I agree M-1 Garand is one of my favorites just because of my time with them.

I was Air Force Honor Guard at my first base for a year. I would have done it longer but the base had limits and my unit was short handed in my career field. Still waiting for that time that I find a good M-1 Garand, with a history to it, at a time I can fit it into my budget.


----------



## MrsNemoHunter (Nov 22, 2012)

Ravensoracle said:


> I agree M-1 Garand is one of my favorites just because of my time with them.
> 
> I was Air Force Honor Guard at my first base for a year. I would have done it longer but the base had limits and my unit was short handed in my career field. Still waiting for that time that I find a good M-1 Garand, with a history to it, at a time I can fit it into my budget.
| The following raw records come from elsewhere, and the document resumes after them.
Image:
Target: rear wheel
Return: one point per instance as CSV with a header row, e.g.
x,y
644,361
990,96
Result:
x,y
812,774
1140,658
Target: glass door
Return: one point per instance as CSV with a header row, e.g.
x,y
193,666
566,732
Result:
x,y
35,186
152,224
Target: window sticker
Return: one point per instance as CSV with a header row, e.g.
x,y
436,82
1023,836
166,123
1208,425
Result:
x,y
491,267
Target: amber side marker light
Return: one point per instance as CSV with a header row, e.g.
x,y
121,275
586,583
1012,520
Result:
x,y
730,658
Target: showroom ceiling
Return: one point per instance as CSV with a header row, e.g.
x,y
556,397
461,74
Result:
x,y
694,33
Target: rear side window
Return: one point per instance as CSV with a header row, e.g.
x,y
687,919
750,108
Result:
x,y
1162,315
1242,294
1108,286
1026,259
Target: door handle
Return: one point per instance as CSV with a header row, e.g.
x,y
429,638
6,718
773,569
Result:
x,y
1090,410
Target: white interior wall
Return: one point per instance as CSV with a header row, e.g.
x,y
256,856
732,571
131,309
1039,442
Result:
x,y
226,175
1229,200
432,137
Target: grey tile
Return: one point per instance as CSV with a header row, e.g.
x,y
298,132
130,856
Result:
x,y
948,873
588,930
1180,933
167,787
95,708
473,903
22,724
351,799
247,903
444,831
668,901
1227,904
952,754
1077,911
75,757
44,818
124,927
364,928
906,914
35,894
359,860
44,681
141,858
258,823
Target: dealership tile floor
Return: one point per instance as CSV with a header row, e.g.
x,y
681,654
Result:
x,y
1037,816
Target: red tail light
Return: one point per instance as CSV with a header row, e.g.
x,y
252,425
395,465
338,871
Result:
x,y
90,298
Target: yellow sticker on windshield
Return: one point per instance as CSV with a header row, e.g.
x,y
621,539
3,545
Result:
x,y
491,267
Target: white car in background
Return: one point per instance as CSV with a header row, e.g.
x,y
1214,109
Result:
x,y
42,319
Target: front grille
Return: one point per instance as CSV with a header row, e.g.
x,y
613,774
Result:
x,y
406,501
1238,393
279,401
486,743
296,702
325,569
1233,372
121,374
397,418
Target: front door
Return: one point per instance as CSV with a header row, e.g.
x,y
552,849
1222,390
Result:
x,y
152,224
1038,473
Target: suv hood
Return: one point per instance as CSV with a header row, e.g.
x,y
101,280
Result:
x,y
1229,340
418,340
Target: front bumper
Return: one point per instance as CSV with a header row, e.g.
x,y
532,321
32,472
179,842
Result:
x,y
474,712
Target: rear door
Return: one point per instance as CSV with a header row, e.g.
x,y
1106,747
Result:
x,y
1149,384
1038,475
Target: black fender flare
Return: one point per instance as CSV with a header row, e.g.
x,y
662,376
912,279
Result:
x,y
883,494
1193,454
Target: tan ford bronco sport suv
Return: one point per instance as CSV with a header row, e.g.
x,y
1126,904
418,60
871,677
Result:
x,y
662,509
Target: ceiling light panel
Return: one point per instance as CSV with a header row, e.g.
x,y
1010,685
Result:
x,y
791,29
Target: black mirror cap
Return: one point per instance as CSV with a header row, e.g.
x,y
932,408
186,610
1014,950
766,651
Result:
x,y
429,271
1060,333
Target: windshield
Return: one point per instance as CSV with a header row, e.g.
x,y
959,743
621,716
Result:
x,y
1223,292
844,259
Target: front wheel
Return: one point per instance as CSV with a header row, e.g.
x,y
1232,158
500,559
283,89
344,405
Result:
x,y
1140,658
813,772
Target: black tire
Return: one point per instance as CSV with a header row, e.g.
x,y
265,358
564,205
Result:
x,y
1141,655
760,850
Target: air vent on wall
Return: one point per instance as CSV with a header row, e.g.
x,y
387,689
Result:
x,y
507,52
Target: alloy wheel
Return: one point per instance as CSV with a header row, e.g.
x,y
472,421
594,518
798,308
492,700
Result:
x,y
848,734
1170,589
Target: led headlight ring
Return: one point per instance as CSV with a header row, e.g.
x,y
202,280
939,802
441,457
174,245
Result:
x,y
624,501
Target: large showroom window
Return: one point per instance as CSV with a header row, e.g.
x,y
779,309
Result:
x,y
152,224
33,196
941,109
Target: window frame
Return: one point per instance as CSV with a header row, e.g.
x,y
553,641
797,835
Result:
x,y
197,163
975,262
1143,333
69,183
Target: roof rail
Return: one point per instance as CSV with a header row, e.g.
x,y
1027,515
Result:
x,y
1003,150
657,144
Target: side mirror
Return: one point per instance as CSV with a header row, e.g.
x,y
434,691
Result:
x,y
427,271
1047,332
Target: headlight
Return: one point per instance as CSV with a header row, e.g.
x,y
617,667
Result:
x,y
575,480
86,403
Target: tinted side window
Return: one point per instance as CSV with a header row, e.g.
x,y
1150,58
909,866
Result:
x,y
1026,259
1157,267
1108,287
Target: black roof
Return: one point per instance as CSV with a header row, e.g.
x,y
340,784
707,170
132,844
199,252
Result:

If you go to an Appleseed you can get a certificate so you can buy from CMP. They start at $500 and go up. They also have ammo cheap. Also you can check Missouri Firearms. He gets them in from time to time.


----------



## Glock4myEMT (Dec 15, 2012)

Well, people like to see their guns all on the list but i think popular mech. should have stated innovations in firearms world ( during there time) would have been more real. Colt 1911 - AK both are still the man! Guns and Ammo did a list too and Glock was on their list too! Great weapon. Real world, you cant compare a handgun to a rifle.


----------



## BullDozer (Jan 1, 2013)

In my opinion, the most important/innovative gun in history was the bolt action rifle, led to semi automatic weapons which led to sub machine guns and assault rifles and so forth.


----------



## Sentry18 (Aug 5, 2012)

There are no "assault" rifles. Only rifles.


----------



## BullDozer (Jan 1, 2013)

Sentry18 said:


> There are no "assault" rifles. Only rifles.


True... Excuse me. Watching to much media I suppose. But you know what I mean. "the fully automatic rifle"


----------